Retrieving already assigned MBID from MB

We are comparing our database of songs (recordings), artists (artists), and albums (releases) with Musicbrainz. I am querying MB with an advanced search syntax for an specific recording, like:

recording+name artist:artist+name release:release+title comment:Chile* country:CL

A result list is retrieved and in this round I am only considering the first entry as the potential response. Then, I am comparing the recording title of the BDMC and MB using Levenshtein distance and the total number of letter of the query and the response.

After some trial and error, and leave the script running for 30 hours, the results we obtained are:

  • 10615 entries with an MB artist ID
  • 9074 entries with an MB release ID
  • 8436 entries with an MB recording ID

However, taking a look to the resulting file I can see some things that I need to fix for having better results:

  1. After receiving a query response, I should only consider artist names with country=[‘CL’, ‘Chile’, ”]. Also I should apply a string comparison using Levenshtein distance between the names from the BDMC and MB.
  2. When a response is back, we should iterate over a number of songs to see which one of all of the is the proper match (sometimes the true positive is not the first option)

For the next round I will use a Levenshtein ratio instead of the distance. This approach returns a normalized value between 0 and 1 instead of the number of necessary edits and changes for going from one word to the another one.

Big question to solve: which values are the best ones when comparing Levenshtein distances. Trying and comparing by-hand I have arrived to 0.75 as a *nice* threshold, but this value should be revised (suggestion: make plots of different thresholds)

I implemented the iteration over the retrieved songs to match the hopefully true positive among all items with a 100% score (number 2 above). The amount of noise is being diminished, but I don’t have all results yet.

About the artists’ names, it seems that the proper approach would be to query the MB database only by artist in order to refine the results. The query and filtering should be:

1) firstname+lastname country:CL comment:Chile*

2) Filter those artist names with a country ≠ [CL, ”]

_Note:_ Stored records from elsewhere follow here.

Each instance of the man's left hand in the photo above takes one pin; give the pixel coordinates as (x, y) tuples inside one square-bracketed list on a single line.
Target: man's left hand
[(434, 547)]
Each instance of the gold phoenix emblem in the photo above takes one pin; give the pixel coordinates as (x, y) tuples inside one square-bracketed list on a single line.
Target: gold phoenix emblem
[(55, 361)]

3) Iterate over the a number of names and retrieve the one with the highest Levenshtein ratio or jaro distance.

Just as a note, when asking MB for all chilean artists (comment:Chile* country:CL), it returns 208 artists)

Digging into MusicBrainz NGS webservices

I have been dealing with the following problem: when searching the ‘Dogma’ artist in the MB website, I obtain

For our project I am only interested in the Chilean artist, which is the one that has a disambiguation comment field with the ‘Chilean artist’ note.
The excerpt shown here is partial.